The Government says the number of people on the benefit is falling, but the opposition says that doesn't mean they're finding jobs.
According to new data from the Ministry of Social Development, the number of people on the main benefit fell by 7800, or 2.5 percent, in 2015.
The largest chunk of those getting off the benefit are solo parents, of which 5.7 percent have left the benefit.
Social Development Minister Anne Tolley said the drop was due to a government focus on work-focused case management in the last budget.
"The additional places are focused on sole parents and jobseekers with health conditions and disabilities and take an intensive and proactive approach to supporting people into work," she said.

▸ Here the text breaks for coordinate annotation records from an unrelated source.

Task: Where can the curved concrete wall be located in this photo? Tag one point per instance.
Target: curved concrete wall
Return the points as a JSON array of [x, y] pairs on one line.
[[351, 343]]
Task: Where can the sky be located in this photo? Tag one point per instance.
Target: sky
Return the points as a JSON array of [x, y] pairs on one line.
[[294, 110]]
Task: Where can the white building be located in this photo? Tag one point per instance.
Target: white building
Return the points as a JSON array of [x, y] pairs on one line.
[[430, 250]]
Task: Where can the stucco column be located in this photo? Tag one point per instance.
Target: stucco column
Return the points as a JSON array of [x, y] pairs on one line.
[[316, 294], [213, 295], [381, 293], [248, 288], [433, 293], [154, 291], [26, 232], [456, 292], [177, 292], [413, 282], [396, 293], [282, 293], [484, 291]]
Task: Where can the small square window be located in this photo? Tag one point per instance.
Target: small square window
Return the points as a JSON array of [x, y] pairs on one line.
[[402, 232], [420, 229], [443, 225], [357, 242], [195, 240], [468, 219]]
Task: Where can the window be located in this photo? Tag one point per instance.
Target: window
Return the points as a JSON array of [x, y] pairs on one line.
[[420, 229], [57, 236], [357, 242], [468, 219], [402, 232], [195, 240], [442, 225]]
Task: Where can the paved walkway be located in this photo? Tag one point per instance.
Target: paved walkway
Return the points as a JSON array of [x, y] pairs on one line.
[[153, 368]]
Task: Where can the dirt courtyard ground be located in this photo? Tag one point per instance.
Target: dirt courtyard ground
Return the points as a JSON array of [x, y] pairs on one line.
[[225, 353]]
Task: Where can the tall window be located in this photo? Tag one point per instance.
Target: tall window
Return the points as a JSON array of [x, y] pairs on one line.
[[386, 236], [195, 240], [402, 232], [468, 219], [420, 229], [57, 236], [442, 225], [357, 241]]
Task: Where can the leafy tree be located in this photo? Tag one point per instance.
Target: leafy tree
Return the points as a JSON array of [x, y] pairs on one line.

"We've set an aspirational target to reduce the total number of people receiving main benefits by 25 percent [to 220,000 total] ... and reduce the long-term cost of benefit dependence by $13 billion."
But Labour's social development spokesperson Carmel Sepuloni said the Government was only telling part of the story by ignoring how many people had actually gone on to work.
"The Minister is not being transparent about the numbers of people coming off the benefit, particularly the number of people going into jobs because they're not keeping proper track of how many people are going into work," she said.
Statistics New Zealand's September quarter statistics showed unemployment had risen to 6 percent in a year, with total numbers of unemployed up by 10 percent.
Ms Sepuloni said there had been no real focus on jobs, but rather just reducing benefit numbers.
"The focus has been to get people off the benefit however they can. Regardless of whether they have an income," she said.
"There's some information to show a few of them go off because of study, marital status or death. But there's a much higher proportion where the government has no information about where they're going on to."